Rabbi Benjamin Hecht



1 It may be interesting to note that Rashi does not mention Yitro’s intent to convert in coming – yet, it may also not be an issue.  

2 In comparing the actual words of the gemara with Rashi’s presentation, two questions immediately arise. One is that the gemara actually presents three different possible news events while Rashi only mentions two, leaving out the giving of the Torah. Second, Rashi seems to group the news events that he presents together as one motivator – Yitro heard about these two events and came. The gemara, however, seems to present the variant opinions as distinct, each tanna maintaining a different view of what news event caused Yitro to act. The fact is that Rashi’s overall comments on this verse actually demand further contemplation. In further explaining this verse, he goes on to single out the miracle of Miriam’s Well and the manna and then concludes with the greatest event being the Exodus. How does Rashi actually understand how all these events, distinctly and collectively, affected Yitro? See, further, Mizrachi, Shemot 18:1 and Maharsha, Zevachim 116a. (It should be noted that Rashi’s non-reference to the giving of the Torah as a possible event that affected Yitro’s coming may actually not be such a problem. Rashi may have wished, in explaining these verses, to adopt the general position that Yitro came before Sinai, just as the story is presented chronologically in the text.
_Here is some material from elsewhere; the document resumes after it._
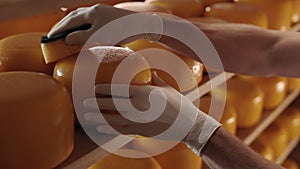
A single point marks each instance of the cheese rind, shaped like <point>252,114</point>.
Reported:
<point>22,52</point>
<point>58,49</point>
<point>37,121</point>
Rashi thus did not want to mention this opinion that Yitro came in response to the Sinaitic event as that opinion is clearly based on Yitro coming after Sinai. In regard to this issue of when Yitro came, see, further, Ramban, Shemot 18:1).

3 Midrash Shmuel II, 12:2.

4 This would seem to be in line with the view of Rabbi Yehoshua.

5 As one may find it difficult to assume that Yitro did not rejoice previously upon hearing this news, one may wish to re-phrase this question as: what made the Torah only inform us of this rejoicing at this time?